Friday, April 25, 2008

SQL Server 2008 - The hierarchyid data type

Hierarchical data in SQL Server are almost always stored using the Parent/Child approach. This approach requires that a relationship occurs between two columns of the same table. Also, in some scenarios the XML data type can be used for this purpose. Examples of hierarchical data are typically an organizational structure of employees, or folders in a computer file system. Tables for such scenarios can be depicted through the following example:

SQL Server 2008 introduces a new CLR data type called hierarchyid to make storing and querying hierarchical data much easier. Unlike the parent/child approach which focused on maintaining relationships among records, this approach stores data by keeping track of the hierarchical level of each record and its position within its given level. The data stored in a hierarchyid field looks similar to how directory structures in a file system are organized, except using numbers such like the sketch below.
The entity instance at the helm of the hierarchy is recorded as the root (/). Subordinates of the root are recorded with their position numbers, such as /1/ for the first subordinate and /2/ for the second and so on. If by any chance
  • a subordinate is to be inserted between /1/ and /2/, it would be recorded as /1.1/ (since 1.1 naturally appears between 1 and 2, yet remember that this is not a decimal numbering system),
  • and if a subordinate is to be inserted before /1/ it would be added as /0/,
  • and to insert a subordinate in between /1/ and /1.1/ would result in the value /1.0/

But, all the above values are in the same level of the hierarchy (i.e. direct children of the root). Hierarchyid comes with several functions that you could use for various kinds of manipulations.
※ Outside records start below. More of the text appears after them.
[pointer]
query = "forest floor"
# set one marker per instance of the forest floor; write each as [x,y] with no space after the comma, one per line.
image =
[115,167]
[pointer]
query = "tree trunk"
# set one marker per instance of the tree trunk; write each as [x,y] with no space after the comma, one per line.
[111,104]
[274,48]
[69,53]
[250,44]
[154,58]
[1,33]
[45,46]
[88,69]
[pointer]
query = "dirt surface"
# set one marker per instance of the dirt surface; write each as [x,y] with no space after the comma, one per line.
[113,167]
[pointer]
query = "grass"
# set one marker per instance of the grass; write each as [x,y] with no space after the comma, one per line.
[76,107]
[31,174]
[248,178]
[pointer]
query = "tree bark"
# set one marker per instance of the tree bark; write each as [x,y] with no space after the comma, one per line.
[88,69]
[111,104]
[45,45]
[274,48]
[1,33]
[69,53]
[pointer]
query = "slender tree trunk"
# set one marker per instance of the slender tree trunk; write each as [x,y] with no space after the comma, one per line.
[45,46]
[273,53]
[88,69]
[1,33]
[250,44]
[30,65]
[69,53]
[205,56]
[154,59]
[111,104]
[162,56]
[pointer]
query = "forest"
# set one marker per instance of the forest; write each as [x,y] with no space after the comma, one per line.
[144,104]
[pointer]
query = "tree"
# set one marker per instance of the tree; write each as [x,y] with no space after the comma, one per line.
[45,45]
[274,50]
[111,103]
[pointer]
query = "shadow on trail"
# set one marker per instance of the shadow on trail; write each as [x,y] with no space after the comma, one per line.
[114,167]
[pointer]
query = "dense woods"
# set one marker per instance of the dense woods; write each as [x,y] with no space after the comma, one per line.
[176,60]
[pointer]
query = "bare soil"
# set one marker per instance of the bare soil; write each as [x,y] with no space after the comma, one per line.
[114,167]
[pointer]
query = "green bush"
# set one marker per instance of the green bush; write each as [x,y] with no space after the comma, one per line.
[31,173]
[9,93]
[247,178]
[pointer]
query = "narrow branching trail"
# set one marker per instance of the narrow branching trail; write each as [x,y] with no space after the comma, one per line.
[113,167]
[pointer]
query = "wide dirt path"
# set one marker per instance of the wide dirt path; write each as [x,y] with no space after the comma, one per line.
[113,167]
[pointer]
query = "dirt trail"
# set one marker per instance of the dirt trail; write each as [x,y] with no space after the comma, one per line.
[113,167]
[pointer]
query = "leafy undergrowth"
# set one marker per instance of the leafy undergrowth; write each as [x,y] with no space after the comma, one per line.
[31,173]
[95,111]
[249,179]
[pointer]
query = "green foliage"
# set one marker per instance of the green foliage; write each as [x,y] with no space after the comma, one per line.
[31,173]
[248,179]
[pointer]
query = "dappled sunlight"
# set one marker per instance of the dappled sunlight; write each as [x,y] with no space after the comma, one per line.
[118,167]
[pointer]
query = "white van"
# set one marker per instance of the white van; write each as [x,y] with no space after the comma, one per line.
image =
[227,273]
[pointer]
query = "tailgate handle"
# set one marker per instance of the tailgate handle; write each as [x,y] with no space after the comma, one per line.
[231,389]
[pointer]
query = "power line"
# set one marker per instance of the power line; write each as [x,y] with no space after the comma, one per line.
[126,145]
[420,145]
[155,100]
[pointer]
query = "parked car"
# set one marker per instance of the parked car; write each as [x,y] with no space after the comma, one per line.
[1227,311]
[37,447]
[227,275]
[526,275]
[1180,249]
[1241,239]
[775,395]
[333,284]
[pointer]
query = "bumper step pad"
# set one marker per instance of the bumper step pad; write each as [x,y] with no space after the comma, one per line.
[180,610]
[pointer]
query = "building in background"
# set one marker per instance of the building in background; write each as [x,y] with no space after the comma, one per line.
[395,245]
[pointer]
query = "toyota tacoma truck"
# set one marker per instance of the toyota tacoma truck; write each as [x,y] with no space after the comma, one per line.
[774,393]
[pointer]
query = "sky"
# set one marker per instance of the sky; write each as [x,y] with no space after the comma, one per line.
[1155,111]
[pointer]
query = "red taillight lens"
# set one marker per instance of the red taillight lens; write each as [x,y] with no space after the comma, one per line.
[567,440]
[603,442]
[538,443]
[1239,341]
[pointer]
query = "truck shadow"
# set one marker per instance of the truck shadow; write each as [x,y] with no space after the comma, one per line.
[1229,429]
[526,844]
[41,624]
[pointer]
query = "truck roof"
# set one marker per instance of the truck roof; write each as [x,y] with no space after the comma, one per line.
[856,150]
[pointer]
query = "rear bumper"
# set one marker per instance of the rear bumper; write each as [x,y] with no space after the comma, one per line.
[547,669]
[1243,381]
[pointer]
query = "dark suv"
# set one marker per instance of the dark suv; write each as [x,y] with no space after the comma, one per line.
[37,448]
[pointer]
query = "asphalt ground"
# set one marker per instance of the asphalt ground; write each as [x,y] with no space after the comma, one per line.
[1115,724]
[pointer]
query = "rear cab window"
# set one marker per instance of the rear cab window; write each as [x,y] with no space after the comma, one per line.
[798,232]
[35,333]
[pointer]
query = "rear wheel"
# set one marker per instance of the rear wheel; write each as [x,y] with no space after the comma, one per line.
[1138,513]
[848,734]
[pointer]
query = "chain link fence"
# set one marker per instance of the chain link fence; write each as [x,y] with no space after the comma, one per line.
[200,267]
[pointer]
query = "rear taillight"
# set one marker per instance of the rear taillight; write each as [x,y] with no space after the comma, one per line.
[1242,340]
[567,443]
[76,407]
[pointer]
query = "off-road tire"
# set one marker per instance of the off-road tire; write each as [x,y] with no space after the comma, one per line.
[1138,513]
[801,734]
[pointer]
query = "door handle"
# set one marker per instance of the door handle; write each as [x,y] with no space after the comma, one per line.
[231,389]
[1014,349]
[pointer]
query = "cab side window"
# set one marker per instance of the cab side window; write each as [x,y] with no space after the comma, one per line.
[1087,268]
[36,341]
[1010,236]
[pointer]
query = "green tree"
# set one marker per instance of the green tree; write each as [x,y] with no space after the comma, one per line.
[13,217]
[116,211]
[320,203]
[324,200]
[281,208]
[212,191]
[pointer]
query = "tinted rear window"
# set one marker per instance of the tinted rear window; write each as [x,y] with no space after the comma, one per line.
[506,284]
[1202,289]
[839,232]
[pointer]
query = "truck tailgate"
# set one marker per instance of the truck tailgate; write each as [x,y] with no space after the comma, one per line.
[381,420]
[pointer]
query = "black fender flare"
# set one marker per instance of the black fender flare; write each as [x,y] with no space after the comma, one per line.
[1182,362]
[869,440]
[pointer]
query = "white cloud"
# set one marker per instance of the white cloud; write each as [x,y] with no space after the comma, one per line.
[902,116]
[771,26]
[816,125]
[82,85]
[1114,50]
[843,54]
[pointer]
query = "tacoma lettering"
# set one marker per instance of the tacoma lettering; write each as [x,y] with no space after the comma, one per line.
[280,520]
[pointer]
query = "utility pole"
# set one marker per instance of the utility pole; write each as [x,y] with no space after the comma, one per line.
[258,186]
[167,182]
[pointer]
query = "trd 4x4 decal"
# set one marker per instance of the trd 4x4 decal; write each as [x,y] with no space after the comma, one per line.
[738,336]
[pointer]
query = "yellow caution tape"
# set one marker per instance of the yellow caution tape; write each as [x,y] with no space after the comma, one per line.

It is also optimized to handle tree structures more efficiently, than the traditional parent/child approach.

Populating a column with hierarchyid values does not automatically relate the records of the table to each other, since there is no relationship defined between the records. It is up to the application to perform the placement of the records such that the hierarchy is properly formed. Take for instance the process of drawing an organizational chart for a business: The logical structure of the hierarchy is first drawn, then the employees are added to the sections of the hierarchy. Each section of the chart may not always be filled at once, since new employees may join the various ranks of the business at later times, neither is there a rule stating that the employees should be added to each section of the diagram in a particular order, such as a top-down method. Similarly the hierarchyid data type also possesses its own hierarchical structure defined within it. It is up to the application to pick the appropriate node, retrieve its value and then use it to insert into the table.

Getting down to business

Let us put the hierarchyid data type into use by creating a table of employees. The Employees table will be a simple one similar to the one used in Books Online:

1. Creating the table


CREATE TABLE [dbo].[Employees]

( [EmployeeID] hierarchyid NOT NULL, -- Primary Key of the HierarchyID data type
[EmployeeCode] char(4) NOT NULL, -- Business Key that uniquely identifies employees

[Name] varchar(20) NOT NULL, -- Name of the employee

[Title] varchar(20) NULL, -- Employee's title

PRIMARY KEY CLUSTERED ([EmployeeID] ASC),

CONSTRAINT unqEmployeeCode UNIQUE ([EmployeeCode])

)

GO

Note that the EmployeeID field has been set as the primary key and the EmployeeCode field has been assigned a unique constraint. The EmployeeCode is just a business key used to identify the entity.

2. Populating the Table

Let us start off the population by inserting the record of the top employee. This employee would be considered the root, hence let us add this record first (not that it requires to be done so). In situations where there is no single top employee, but three or four such people, we could forget about the root node, and go about adding nodes from the next level onwards. Let us take into account the following diagram which depicts our employees' organizational structure:


Since the root employee, let us start off by inserting employee E013's record:

INSERT INTO Employees (EmployeeID, EmployeeCode, Name, Title)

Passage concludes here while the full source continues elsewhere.